Professional ratings
Review scores
| Source | Rating |
| AllMusic | Star Half star |

==Commercial performance==
The album debuted at No. 4 on the Top Country Albums chart, and No. 18 on the Billboard 200, selling 18,536 copies in its first week.
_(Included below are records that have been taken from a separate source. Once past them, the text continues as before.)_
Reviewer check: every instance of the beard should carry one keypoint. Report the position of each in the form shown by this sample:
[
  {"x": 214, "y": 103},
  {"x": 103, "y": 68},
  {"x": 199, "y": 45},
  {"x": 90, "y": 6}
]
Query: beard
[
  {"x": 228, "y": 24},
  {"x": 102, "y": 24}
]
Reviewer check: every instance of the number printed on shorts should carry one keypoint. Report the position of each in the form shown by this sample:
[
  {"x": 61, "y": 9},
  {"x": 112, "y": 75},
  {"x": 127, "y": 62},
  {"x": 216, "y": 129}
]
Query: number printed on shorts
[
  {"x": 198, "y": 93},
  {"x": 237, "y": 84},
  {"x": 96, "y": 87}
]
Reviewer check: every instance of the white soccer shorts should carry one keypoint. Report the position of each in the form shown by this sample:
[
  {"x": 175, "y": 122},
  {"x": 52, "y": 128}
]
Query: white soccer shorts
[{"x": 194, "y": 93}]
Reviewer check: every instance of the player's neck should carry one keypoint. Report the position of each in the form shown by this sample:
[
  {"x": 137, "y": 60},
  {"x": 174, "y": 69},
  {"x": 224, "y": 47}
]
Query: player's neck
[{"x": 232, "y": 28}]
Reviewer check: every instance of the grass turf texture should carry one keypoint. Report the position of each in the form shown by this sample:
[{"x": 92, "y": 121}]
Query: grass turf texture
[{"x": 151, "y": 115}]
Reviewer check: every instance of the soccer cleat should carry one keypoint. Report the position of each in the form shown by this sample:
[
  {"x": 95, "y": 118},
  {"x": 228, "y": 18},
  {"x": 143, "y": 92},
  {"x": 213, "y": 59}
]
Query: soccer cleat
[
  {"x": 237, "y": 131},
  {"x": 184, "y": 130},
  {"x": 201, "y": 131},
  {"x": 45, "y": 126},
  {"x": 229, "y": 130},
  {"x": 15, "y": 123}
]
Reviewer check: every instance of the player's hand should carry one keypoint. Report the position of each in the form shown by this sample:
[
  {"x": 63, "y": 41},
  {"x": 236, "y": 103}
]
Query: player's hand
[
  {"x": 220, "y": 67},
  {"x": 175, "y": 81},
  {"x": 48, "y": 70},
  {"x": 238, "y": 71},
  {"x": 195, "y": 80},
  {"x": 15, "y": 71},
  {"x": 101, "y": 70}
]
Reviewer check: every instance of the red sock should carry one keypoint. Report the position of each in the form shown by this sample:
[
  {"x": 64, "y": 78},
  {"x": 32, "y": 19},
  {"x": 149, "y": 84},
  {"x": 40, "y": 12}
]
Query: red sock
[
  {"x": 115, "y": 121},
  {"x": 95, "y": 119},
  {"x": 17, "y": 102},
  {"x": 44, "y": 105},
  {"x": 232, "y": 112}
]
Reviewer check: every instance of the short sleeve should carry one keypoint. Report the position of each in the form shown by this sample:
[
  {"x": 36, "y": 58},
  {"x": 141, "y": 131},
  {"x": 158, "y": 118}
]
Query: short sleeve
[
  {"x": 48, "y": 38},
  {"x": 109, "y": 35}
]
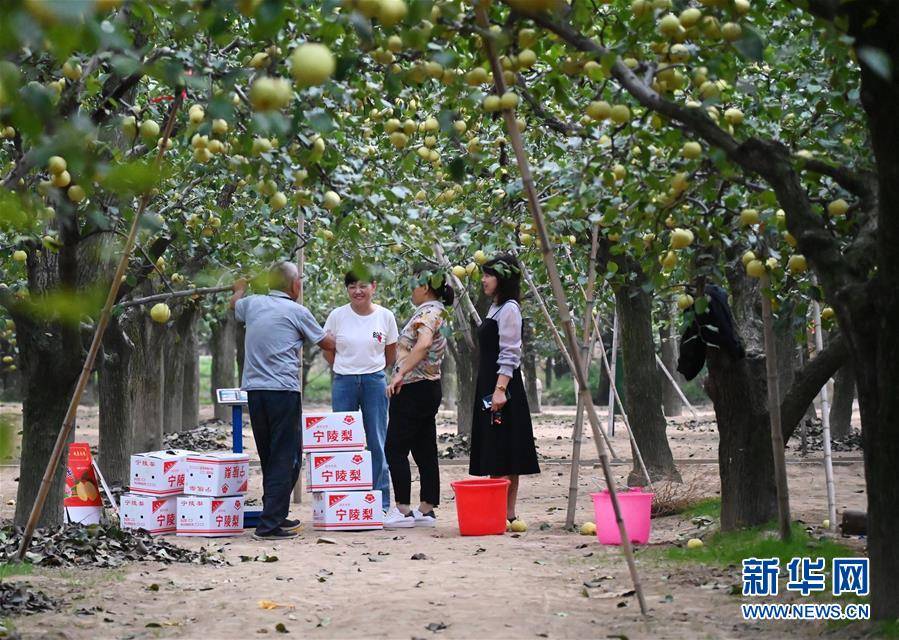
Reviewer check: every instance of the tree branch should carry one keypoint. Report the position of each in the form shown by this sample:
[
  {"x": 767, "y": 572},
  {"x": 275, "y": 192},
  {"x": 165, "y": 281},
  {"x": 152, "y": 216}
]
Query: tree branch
[
  {"x": 162, "y": 297},
  {"x": 808, "y": 382}
]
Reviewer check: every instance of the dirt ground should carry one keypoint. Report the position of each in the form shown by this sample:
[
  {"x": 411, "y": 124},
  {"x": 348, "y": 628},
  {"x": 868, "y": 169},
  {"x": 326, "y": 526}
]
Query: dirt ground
[{"x": 366, "y": 584}]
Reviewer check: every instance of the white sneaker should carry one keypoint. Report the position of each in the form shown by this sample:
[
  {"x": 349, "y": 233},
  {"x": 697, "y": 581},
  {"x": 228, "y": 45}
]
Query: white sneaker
[
  {"x": 395, "y": 519},
  {"x": 424, "y": 519}
]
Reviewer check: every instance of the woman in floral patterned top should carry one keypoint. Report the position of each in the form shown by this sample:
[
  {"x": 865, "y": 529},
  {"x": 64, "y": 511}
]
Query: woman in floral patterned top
[{"x": 415, "y": 398}]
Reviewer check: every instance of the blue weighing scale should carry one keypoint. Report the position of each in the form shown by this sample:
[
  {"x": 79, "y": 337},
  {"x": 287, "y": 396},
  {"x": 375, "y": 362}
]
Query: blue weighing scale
[{"x": 238, "y": 399}]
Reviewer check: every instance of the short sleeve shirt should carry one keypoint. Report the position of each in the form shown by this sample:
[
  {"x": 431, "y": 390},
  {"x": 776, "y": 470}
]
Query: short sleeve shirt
[
  {"x": 276, "y": 328},
  {"x": 428, "y": 315},
  {"x": 361, "y": 340}
]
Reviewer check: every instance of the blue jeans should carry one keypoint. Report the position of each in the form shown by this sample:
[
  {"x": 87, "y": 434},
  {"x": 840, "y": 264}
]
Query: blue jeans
[{"x": 367, "y": 392}]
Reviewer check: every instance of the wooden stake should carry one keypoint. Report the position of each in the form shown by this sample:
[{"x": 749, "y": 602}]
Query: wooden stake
[
  {"x": 613, "y": 390},
  {"x": 301, "y": 268},
  {"x": 777, "y": 443},
  {"x": 559, "y": 294},
  {"x": 589, "y": 334},
  {"x": 68, "y": 423},
  {"x": 463, "y": 300},
  {"x": 597, "y": 434},
  {"x": 676, "y": 387},
  {"x": 825, "y": 423}
]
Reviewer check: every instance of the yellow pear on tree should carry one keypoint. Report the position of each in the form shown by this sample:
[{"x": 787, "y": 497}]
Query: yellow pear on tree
[
  {"x": 312, "y": 64},
  {"x": 681, "y": 238},
  {"x": 56, "y": 165},
  {"x": 797, "y": 264},
  {"x": 755, "y": 268},
  {"x": 838, "y": 207},
  {"x": 749, "y": 217},
  {"x": 160, "y": 313},
  {"x": 684, "y": 301},
  {"x": 330, "y": 200}
]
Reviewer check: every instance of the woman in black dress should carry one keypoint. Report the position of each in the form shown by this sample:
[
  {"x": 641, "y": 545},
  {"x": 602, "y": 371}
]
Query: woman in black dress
[{"x": 502, "y": 437}]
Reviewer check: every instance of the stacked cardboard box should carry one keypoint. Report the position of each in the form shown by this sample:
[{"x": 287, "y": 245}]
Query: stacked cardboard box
[
  {"x": 188, "y": 493},
  {"x": 214, "y": 485},
  {"x": 156, "y": 481},
  {"x": 339, "y": 473}
]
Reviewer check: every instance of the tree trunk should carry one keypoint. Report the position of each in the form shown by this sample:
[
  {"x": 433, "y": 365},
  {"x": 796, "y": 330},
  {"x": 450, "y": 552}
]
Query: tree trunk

The album has sold 117,100 copies in the US as of March 2017.

==Track listing==

| No. | Title | Writer(s) | Length |
|---|---|---|---|
| 1. | "Buy Me a Boat" | Chris DuBois | 2:59 |
| 2. | "Power of Positive Drinkin'" | DuBois; Mark Irwin; | 3:30 |
| 3. | "Under the Sun" | Casey Beathard; Ed Hill; | 3:26 |
| 4. | "Holdin' Her" | James Otto | 4:05 |
| 5. | "Messin' with Jesus" (featuring Tim McGraw) | Kelly Roland; Pavel Dovgalyuk; | 3:06 |
| 6. | "Right in the Middle" | Brandon Kinney; Justin Wilson; | 2:23 |
| 7. | "Save a Little Sugar" | DuBois; Jim Beavers; | 3:02 |
| 8. | "Back in My Drinkin' Days" | Ken Johnson | 2:44 |
| 9. | "Where You Come In" | Hill | 3:17 |
| 10. | "Yeah It Is" | Ken Wright | 3:18 |
| 11. | "White Trash" | Beathard | 3:47 |

==Personnel==
Adapted from Buy Me a Boat liner notes.

===Musicians===
- Brent Anderson - acoustic guitar (all tracks except 4), background vocals (all tracks except 3), synthesizer (2), bouzouki (11)
- David Dorn - Hammond B-3 organ (2, 7, 11), keyboards (2, 3, 4, 5, 6, 9, 10), synthesizer (7), piano (8), Wurlitzer electric piano (11)
- Shannon Forrest - drums (4, 5, 9), programming (9)
- Byron Gallimore - acoustic guitar (9)
- Chris Janson - lead vocals (all tracks), acoustic guitar (4), harmonica (8)
- Troy Lancaster - electric guitar (3, 4, 5, 6, 9, 10)
- Tony Lucido - bass guitar (all tracks)
- Fred Newell - steel guitar (3, 6, 8, 10)
- Justin Ostrander - electric guitar (1, 2, 7, 11)
- Russ Pahl - Jew's harp (7), steel guitar (8)
- Ben Phillips - drums (except 4, 5, 9), programming (2, 7)
- Jeff Roach - synthesizer (1, 2)
- Justin Schipper - steel guitar (4, 5, 9)
- Will Weatherly - programming (1, 2, 7)
- Derek Wells - electric guitar (3, 6, 8, 10)

===Technical===
- Tracks 1, 2, 7, 8, 11
- Brent Anderson - producer
- Jeff Balding - recording
- Matt Coles - assistant
- Chris DuBois - producer
- Chris Janson - producer
- Scott Johnson - production assistant
- Ben Phillips - recording, digital editing, mixing
- Will Weatherly - digital editing

- Tracks 3–6, 9, 10
- Stephen Allbritten - assistant (3, 4, 6, and 10 only)
- Jake Burns - assistant (4, 5, and 9 only)
- Byron Gallimore - producer, mixing
- Julian King - recording
- Erik Lutkins - additional recording (3, 4, 6, and 10 only)
- Ernesto Olivera - assistant (3, 6, and 10 only)

- All tracks
- Adam Ayan - mastering
- Eric Brown - photography
- Katherine Petillo - art direction, design
- Shane Tarleton - creative director

==Charts==

===Weekly charts===

| Chart (2015) | Peak position |
|---|---|
| US Billboard 200 | 18 |
| US Top Country Albums (Billboard) | 4 |

===Year-end charts===

| Chart (2016) | Position |
|---|---|
| US Top Country Albums (Billboard) | 35 |

==Certifications==

| Region | Certification | Certified units/sales |
| United States (RIAA) | Gold | 500,000^{‡} |
^{‡} Sales+streaming figures based on certification alone.